Differential privacy was one of the features in the 2021 Gartner’s Hype Cycle. It is a niche research area and has gained much relevance in recent years due to heightened awareness of privacy and security issues in modern systems. Once considered a luxury, privacy has become a mandate now. Combine that with strict policy frameworks like CCPA and GDPR, the overall context of privacy becomes much more serious than ever.
Speaking about the changing world of privacy with a focus on differential privacy was Manoj Kumar Rajendran, a Principal Data Scientist at MiQ Digital India. He presented at a tech talk, titled, ‘Understanding and Leveraging Differential Privacy’, on Day 1 of the Deep Learning Developer Conference 2021.
Sign up for your weekly dose of what's up in emerging technology.

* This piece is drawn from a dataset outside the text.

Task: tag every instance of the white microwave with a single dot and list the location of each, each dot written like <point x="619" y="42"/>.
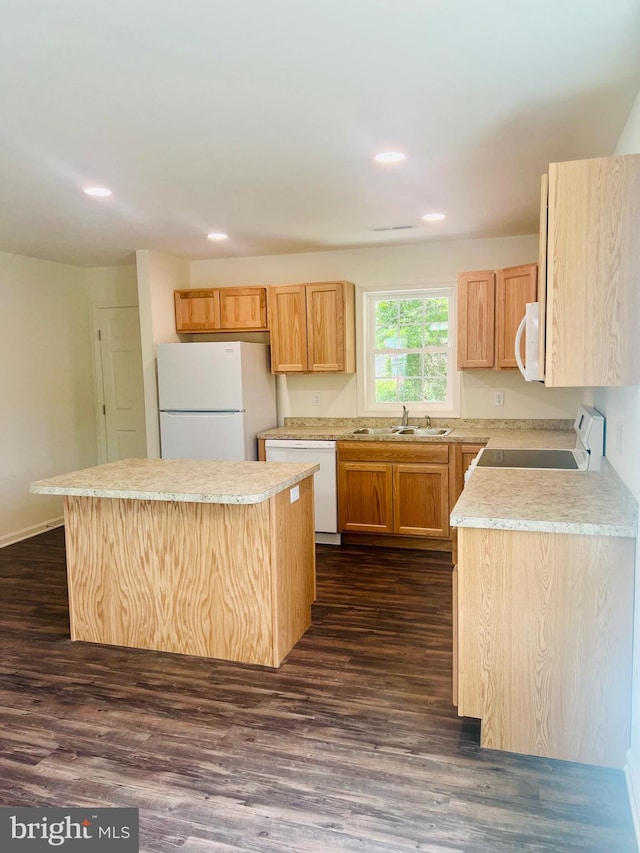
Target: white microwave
<point x="529" y="326"/>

“At MiQ, most work we do revolves around the usage of third party cookies. As we speak, the world is moving away from these third party cookies. Google recently announced that next year onwards, they will not be supporting 3rd party cookies anymore. We already have a cookieless scheme at MiQ which aims at preparing us for a world where privacy is a major deciding factor. At MiQ, we use 1000s of data vendors, and we collect huge amounts of data. Some of this information may not be available in a differentially private world. The onus is on every one of us to make the data and process private,” said Rajendran about the role of privacy at his parent company.
Conventional methods not enough
To demonstrate that classic and conventional methods of ensuring privacy, like hashing, are just not enough, Rajendran spoke about two prominent instances.
In 2005, streaming platform Netflix hosted a competition where they asked participants to determine the ratings that a user will give based on their movie rating history and the kind of movies they watched. The competition had to be prematurely scrapped for privacy reasons. University of Texas’ students were successfully able to identify the users that were hashed. Netflix team’s assumption that merely hashing user data would stall privacy attacks proved terribly wrong as they forgot to take into account one of the most important components — linkage attack. Merely a few hours into the competition, these students were even able to link all the user data to the data present with the IMDB rating database.
Another popular incident happened in New York City. Under the Freedom of Information request, the city admin released the data of all the taxi trips that happened in the last one year in the city. To ensure that all this data is privacy preserved, they hashed vital information like cab information, driver details, the number plate, etc. Like in the case of Netflix, it did not take more than a few hours for the hackers to retrieve all the data using hash decoders. In some cases, this information was linked with easily available information on public figures, creating a much bigger breach of privacy problem.
“These two incidents show that hashing and data anonymisation in a conventional way will not guarantee privacy,” said Rajendran.
Randomised Response & Differential Privacy
Many surveys have been using the concept of randomised response for quite some time now. Randomised response helps in understanding the overall response of the population rather than concentrating on individual choices.
To demonstrate this concept more clearly, Rajendran used the example of a survey to determine the number of smokers. For this example, he followed a simple randomised process, in which solving a simple equation could render the number of people who smoke. “I do not identify which person actually smokes. This means I learnt about the population, but I did not learn about a specific individual. It is an age-old technique and forms the backbone for differential privacy,” he added. Differential privacy is when the output is masked with random noise.
Credit: Manoj Kumar Rajendran
Rajendran also spoke about an interesting concept of ‘budget’ in differential privacy. This budget puts a limit on the amount of information that can be accessed. When a certain threshold is crossed, the system blocks additional pieces of information to be accessed.
Another aspect of differential privacy is deciding how much noise to be added. It should maintain privacy, but at the same time, it should render the database totally unusable. It is on the database management to decide the appropriate amount of noise.
Differential privacy existed from a long time ago but has been gaining traction of late. Interestingly, the latest US Census data was completely differentially private. Tech giants like Apple, too, have implemented local differential privacy in their systems.